GSoC 2010 Accepted Projects

Please note that GSoC 2011 has now successfully completed. This content is being retained for reference only.

Cuckoo: A uniform sandbox/sandnet with data collection capabilities
Malware is the raw-material associated with many cybercrime-related activities. Cuckoo is a lightweight solution that performs automated dynamic analysis of provided Windows binaries. It is able to return comprehensive reports on key API calls and network activity. Still under continued development, future goals are to extend APIs that are monitored and
to implement database reporting.

Student: Claudio Guarnieri
Mentor: Felix Leder

Status: 2/5/2011 - Beta version publicly released at

LogAnon: Log anonymization library
LogAnon isa log anonymization library that provides a simple cross-platform API written in C with Python binding. LogAnon demonstrates good default behavior and maintains consistencies between log and network captures. This project was approached from two distinct angles. Gabriel Cavalcante focused on the study and implementation of anonymization methods and created some examples of libwireshark use for the challenging mission of dissecting packets in pcap files. Guillaume Touron worked on the development of a command line tool using the library to anonymize IP addresses.

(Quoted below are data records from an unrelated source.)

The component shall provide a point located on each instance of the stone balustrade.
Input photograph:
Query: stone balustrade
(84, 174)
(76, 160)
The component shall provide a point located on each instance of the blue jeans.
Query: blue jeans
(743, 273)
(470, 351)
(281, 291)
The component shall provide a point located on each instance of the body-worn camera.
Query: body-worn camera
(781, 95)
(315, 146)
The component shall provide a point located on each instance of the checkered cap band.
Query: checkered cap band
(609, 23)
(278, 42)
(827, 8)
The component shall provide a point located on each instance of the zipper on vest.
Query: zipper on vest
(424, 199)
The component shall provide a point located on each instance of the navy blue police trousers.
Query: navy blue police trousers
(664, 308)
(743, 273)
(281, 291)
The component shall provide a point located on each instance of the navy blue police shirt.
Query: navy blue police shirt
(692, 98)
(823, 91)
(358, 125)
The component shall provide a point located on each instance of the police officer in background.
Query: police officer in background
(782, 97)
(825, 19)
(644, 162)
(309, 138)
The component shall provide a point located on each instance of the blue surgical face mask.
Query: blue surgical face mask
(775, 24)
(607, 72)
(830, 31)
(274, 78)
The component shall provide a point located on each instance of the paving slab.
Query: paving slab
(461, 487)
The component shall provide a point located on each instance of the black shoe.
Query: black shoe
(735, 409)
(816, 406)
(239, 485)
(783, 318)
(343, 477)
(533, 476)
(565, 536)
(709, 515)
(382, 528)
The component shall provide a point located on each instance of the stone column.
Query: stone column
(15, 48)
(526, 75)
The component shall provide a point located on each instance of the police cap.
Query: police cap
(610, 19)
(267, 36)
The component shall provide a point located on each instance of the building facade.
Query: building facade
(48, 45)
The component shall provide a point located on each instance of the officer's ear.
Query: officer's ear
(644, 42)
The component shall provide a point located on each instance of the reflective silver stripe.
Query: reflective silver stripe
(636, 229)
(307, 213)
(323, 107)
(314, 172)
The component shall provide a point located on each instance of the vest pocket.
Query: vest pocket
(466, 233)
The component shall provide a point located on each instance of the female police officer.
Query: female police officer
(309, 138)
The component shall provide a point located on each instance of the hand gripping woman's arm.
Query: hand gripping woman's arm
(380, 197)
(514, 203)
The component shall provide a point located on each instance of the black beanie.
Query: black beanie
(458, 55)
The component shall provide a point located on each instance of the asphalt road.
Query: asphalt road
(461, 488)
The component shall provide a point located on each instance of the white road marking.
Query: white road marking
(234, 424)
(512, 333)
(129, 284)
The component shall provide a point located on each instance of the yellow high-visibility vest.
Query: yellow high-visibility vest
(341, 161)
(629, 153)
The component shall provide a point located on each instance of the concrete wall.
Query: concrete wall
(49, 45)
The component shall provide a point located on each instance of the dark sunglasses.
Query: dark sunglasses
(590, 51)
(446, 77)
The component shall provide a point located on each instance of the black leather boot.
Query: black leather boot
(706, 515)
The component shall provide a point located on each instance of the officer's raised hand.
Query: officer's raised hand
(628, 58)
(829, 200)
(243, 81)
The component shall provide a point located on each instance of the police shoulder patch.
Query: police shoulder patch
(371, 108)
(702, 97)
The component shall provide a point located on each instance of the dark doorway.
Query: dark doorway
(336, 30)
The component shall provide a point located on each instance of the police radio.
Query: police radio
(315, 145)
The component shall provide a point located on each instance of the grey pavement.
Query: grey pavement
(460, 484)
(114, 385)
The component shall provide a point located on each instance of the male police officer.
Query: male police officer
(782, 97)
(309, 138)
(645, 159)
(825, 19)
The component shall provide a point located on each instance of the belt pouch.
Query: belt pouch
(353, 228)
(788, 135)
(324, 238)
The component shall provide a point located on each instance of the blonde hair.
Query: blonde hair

LogAnon project repository:

Student: Gabriel Dieterich Cavalcante & Guillaume Touron
Mentor: Sebastien Tricaud

Status: 1/16/2011 - reached out to Sebastien
1/22/2011 - no response; broadened audience to Gabriel and Guillaume to get an update.
1/31/2011 - seems like code is more proof of concept. log anonymization is still very important to us and I expect that we either expand this proof of concept or spin up a new project around this.

Hale: Botnet C&C monitor
Hale was developed to offer a powerful open source botnet command and control (C &C) monitor since most existing tools today are modified clients. The main objective is to allow a network of monitors to communicate with each other. Logs and captured files are accessible via a web interface offering overview for tracked botnets.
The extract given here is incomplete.